This was published under the 2010 to 2015 Conservative and Liberal Democrat coalition government
Heritage Minister John Penrose lists chapel following review of 2009 decision.
The Minister’s decision - made on the basis of advice from English Heritage - recognises new evidence that was not considered previously: specifically, the architectural and historic interest of four Victorian tile memorial panels. These commemorate guards of ‘Other Ranks’ who were stationed and died at the barracks between 1885 and 1888.
John Penrose said:
This is a good example of a 19th century barracks chapel, which is all the more important in heritage terms because of the unusual and elegantly designed memorial panels.
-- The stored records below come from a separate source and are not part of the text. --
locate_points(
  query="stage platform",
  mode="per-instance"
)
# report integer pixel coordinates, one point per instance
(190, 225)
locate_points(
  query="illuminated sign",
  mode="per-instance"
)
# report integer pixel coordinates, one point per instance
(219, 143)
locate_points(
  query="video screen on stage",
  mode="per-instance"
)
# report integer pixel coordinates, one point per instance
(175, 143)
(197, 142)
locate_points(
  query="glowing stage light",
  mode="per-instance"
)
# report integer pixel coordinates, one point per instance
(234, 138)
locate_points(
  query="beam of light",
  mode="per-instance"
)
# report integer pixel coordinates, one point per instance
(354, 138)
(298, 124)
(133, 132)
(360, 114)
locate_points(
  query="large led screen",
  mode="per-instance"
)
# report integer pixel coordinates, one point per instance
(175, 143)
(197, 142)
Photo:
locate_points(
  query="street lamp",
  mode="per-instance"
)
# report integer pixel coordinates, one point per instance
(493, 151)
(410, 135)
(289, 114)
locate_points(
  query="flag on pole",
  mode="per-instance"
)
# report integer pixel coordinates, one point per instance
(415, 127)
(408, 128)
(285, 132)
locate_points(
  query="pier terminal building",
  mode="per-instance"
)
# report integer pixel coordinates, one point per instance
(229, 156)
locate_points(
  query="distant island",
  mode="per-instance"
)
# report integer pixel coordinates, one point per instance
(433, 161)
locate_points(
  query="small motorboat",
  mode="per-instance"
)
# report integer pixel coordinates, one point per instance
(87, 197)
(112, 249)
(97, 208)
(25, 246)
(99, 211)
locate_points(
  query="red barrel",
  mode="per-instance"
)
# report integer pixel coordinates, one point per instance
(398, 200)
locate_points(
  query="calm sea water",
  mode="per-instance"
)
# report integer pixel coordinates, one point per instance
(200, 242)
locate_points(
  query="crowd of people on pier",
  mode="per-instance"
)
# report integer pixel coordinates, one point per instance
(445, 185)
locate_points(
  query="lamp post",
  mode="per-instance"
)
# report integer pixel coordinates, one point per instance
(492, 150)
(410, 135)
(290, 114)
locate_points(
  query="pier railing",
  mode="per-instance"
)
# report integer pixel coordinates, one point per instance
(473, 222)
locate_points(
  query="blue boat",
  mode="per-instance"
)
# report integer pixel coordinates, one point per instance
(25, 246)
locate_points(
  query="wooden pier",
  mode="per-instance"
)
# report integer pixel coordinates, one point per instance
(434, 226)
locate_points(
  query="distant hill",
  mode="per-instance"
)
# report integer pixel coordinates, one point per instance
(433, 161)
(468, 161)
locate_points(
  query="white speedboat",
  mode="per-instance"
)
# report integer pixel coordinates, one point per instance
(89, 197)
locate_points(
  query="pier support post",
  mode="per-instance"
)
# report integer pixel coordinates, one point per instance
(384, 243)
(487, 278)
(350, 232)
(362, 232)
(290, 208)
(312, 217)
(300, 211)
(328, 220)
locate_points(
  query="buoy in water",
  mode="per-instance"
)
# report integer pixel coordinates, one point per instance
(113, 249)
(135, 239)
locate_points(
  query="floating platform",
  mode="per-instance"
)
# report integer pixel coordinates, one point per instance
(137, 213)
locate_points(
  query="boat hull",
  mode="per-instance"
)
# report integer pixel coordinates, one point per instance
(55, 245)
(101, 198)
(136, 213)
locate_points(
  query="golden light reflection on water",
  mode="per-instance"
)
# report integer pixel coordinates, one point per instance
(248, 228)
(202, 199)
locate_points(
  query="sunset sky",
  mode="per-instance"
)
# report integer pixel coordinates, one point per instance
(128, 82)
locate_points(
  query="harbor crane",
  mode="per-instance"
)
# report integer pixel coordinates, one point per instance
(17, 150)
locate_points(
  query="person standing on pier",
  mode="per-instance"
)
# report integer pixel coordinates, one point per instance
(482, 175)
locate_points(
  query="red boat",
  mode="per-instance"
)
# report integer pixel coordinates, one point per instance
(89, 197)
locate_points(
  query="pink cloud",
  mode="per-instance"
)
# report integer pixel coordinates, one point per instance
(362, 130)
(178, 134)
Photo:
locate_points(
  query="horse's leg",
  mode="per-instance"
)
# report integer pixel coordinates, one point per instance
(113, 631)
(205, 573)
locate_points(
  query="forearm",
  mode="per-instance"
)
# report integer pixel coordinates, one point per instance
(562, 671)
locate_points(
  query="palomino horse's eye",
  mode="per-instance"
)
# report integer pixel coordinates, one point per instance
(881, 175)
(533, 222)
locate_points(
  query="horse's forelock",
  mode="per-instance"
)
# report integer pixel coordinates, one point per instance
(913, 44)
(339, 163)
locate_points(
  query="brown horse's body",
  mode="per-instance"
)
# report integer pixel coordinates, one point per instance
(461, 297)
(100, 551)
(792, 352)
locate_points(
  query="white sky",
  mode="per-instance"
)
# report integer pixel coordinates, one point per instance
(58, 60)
The significance of these panels was not taken account of when this building last came before the minister two years ago and I am pleased now to be able to put this right.
Listing does not, of course, guarantee that the building will be preserved for all time, but it does offer extra protection for it against inappropriate alteration or redevelopment in the future.
‘Remarkable’ tiled panels
Delcia Keate, English Heritage’s Senior Designation Advisor said:
We are delighted the Minister has endorsed our advice and listed this special building. The chapel is valuable as the last remaining building from a prestigious inner London barracks, and offers a tangible reminder of the military presence in Chelsea. Victorian barracks chapels do not survive in high numbers nationally, and there are especially few examples left in London. Inside, there are a series of remarkable tiled panels commemorating private Guardsmen who died between 1885-8. Memorials to named private soldiers were uncommon in the late-nineteenth century, and these show how the most junior ranks in the Victorian Army were gradually being accorded the respect of remembrance.